If you are an Internet service provider who has more than one peer having an IX in your mix can greatly benefit you in several ways.

First of all, Justin did an article on Enterprise vs ISP networks. Lots of good context in there. If you are an ISP with multiple backbone providers you should, at the very least, be taking customer routes with a default. This gives you a better overall view of what your upstream providers have of the Internet. Full routes with a default is what I prefer when I have more than one upstream.  Modern routers can be ordered with enough memory to handle these full routing tables for ever-decreasing prices.

So let’s take the above scenario.  You are an ISP taking in routes of some sort from your upstreams.  This means your router can make a fairly informed decision on where to send the traffic. The more routes you take the more informed this decision can be.  Full routes from both providers will make the decisions more informed than just a default route.

Now, we add in an IX, such as FD-IX. You now have a third perspective on the view of the Internet.  The more perspective you have the better.
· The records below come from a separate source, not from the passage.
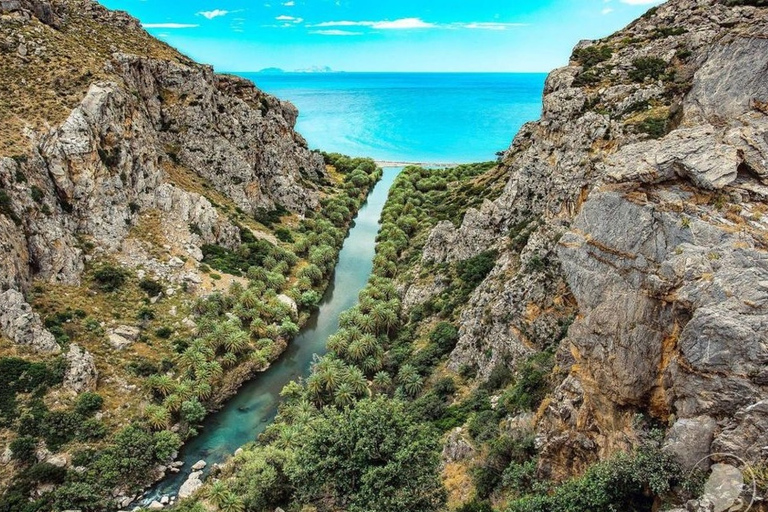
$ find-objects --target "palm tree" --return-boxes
[147,374,175,397]
[344,367,368,396]
[334,382,355,408]
[239,289,259,309]
[163,393,183,413]
[357,314,377,334]
[224,329,249,354]
[326,332,349,356]
[403,373,424,397]
[398,364,419,384]
[346,340,367,363]
[144,404,170,430]
[195,381,212,400]
[372,371,393,395]
[178,346,207,375]
[205,481,229,509]
[249,317,268,338]
[362,356,382,374]
[306,373,325,405]
[373,304,399,334]
[221,351,238,368]
[219,492,245,512]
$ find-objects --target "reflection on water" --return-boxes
[143,166,402,502]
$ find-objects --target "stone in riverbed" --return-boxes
[178,471,203,499]
[191,459,206,471]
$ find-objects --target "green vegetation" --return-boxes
[92,264,129,292]
[0,357,64,427]
[0,189,21,225]
[291,399,445,512]
[506,441,683,512]
[634,115,669,139]
[629,57,668,83]
[0,154,382,511]
[571,45,613,87]
[572,45,613,68]
[723,0,768,5]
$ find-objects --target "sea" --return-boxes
[239,72,547,165]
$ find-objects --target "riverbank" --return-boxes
[137,166,402,507]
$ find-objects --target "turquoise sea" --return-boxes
[241,72,547,164]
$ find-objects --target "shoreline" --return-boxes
[374,160,466,168]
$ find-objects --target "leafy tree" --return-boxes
[290,398,446,512]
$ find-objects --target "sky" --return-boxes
[100,0,665,72]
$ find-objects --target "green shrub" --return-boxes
[0,190,20,225]
[30,186,44,203]
[474,435,537,499]
[634,116,669,139]
[291,398,446,512]
[499,352,554,414]
[9,436,37,464]
[139,278,163,297]
[457,251,497,290]
[572,45,613,68]
[429,322,459,352]
[482,363,513,392]
[74,392,104,416]
[506,444,682,512]
[457,499,495,512]
[468,409,500,443]
[93,264,128,292]
[155,326,174,339]
[629,57,668,82]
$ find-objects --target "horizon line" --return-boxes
[223,70,552,74]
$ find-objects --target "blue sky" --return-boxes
[101,0,664,72]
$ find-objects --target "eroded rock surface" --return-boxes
[416,0,768,481]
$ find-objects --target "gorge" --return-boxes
[1,1,768,512]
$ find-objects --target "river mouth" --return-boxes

Most IXes will have a small subset of routes that are just local to that geographic area.  This means the traffic that gets sent to the IX routes will be quick due to proximity.
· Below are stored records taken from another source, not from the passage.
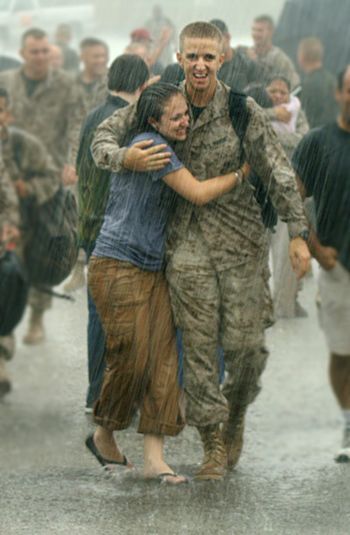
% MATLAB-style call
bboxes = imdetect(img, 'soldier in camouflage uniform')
[0,86,60,394]
[248,15,300,89]
[0,147,20,397]
[91,22,311,480]
[0,28,80,344]
[64,38,109,293]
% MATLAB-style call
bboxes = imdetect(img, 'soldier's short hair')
[179,22,223,51]
[80,37,108,52]
[254,15,275,30]
[21,28,47,47]
[209,19,229,36]
[0,87,10,105]
[107,54,149,93]
[298,37,324,63]
[337,65,350,91]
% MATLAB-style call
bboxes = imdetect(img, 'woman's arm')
[162,165,248,206]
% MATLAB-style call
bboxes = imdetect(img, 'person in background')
[54,23,80,73]
[77,54,150,412]
[265,76,309,319]
[145,4,176,67]
[64,37,109,293]
[0,86,60,395]
[128,28,164,75]
[298,37,338,128]
[247,14,300,89]
[293,66,350,463]
[0,28,80,345]
[48,45,64,70]
[210,19,261,93]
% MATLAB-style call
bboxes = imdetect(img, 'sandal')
[85,434,131,468]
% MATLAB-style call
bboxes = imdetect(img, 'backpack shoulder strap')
[227,90,251,165]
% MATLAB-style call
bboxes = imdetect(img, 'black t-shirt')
[191,104,205,122]
[292,122,350,270]
[21,72,42,97]
[300,68,337,128]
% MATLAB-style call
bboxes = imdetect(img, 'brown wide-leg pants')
[88,257,185,436]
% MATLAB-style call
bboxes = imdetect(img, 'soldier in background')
[145,5,176,67]
[0,86,60,391]
[209,19,262,93]
[54,23,80,73]
[63,37,109,293]
[0,28,80,345]
[297,37,338,128]
[247,15,300,90]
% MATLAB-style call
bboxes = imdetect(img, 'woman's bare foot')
[143,434,188,485]
[94,426,131,466]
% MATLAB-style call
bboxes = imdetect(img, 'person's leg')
[0,334,15,398]
[23,287,52,345]
[318,263,350,461]
[167,236,227,480]
[138,273,185,479]
[271,220,302,319]
[85,288,105,409]
[219,262,268,468]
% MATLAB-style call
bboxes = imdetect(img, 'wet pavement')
[1,264,350,535]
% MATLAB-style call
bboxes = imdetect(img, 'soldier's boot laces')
[63,260,86,293]
[223,414,245,470]
[0,358,11,398]
[23,310,45,345]
[195,424,227,481]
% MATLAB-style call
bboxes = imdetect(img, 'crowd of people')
[0,6,349,484]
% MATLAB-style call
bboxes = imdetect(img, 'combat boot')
[23,309,45,345]
[195,424,227,481]
[0,358,11,398]
[223,414,245,469]
[63,259,85,292]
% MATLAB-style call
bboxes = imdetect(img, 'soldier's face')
[251,22,273,48]
[149,93,189,141]
[20,36,51,78]
[336,68,350,126]
[177,37,224,95]
[81,45,108,77]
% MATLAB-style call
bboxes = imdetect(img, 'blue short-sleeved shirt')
[93,132,184,271]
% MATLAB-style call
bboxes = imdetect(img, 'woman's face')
[266,79,290,106]
[151,93,190,141]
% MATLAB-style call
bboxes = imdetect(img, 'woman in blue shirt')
[86,83,247,484]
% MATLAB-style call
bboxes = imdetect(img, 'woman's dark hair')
[135,82,182,133]
[266,75,291,92]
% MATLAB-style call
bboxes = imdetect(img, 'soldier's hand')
[274,107,292,123]
[289,237,311,279]
[62,165,78,186]
[14,179,30,198]
[123,140,171,172]
[314,244,338,271]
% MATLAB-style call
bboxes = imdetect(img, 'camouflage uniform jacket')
[70,72,108,163]
[253,46,300,89]
[1,126,60,206]
[0,154,19,230]
[0,67,80,170]
[91,81,307,271]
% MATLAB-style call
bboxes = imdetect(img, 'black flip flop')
[85,434,129,467]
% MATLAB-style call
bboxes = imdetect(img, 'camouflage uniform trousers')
[166,228,269,428]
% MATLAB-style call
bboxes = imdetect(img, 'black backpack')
[0,250,28,336]
[228,90,278,229]
[21,186,79,287]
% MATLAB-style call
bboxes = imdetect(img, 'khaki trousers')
[88,257,185,436]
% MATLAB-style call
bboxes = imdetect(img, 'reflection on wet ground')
[1,267,350,534]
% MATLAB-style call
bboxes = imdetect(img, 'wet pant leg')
[88,257,184,436]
An IX generally keeps an eye on port utilization to prevent bottlenecks.  members are encouraged to have sufficient capacity to reduce congestion on links which should be faster than their transit peers. By monitoring this peers are able to exchange traffic as fast as possible.

Another distinct advantage for FD-IX members is the ability of members such as Hurricane Electric to exchange direct customer routes over the IX with you. As of this writing Hurricane Electric (AS 6939) sends over 130,000 routes to a direct peer across the IX. This is almost a sixth of the Internet for just being a member.  You can also buy full Internet transit from Hurricane and other members, which saves on cross-connect fees.

Finally, while transit providers such as Hurricane Electric have cache boxes on their networks you have to ask how close those are and how utilized the links to them are.  If access to those cache boxes goes across the same links as your transit you are not saving all that much compared to if they were local on the IX.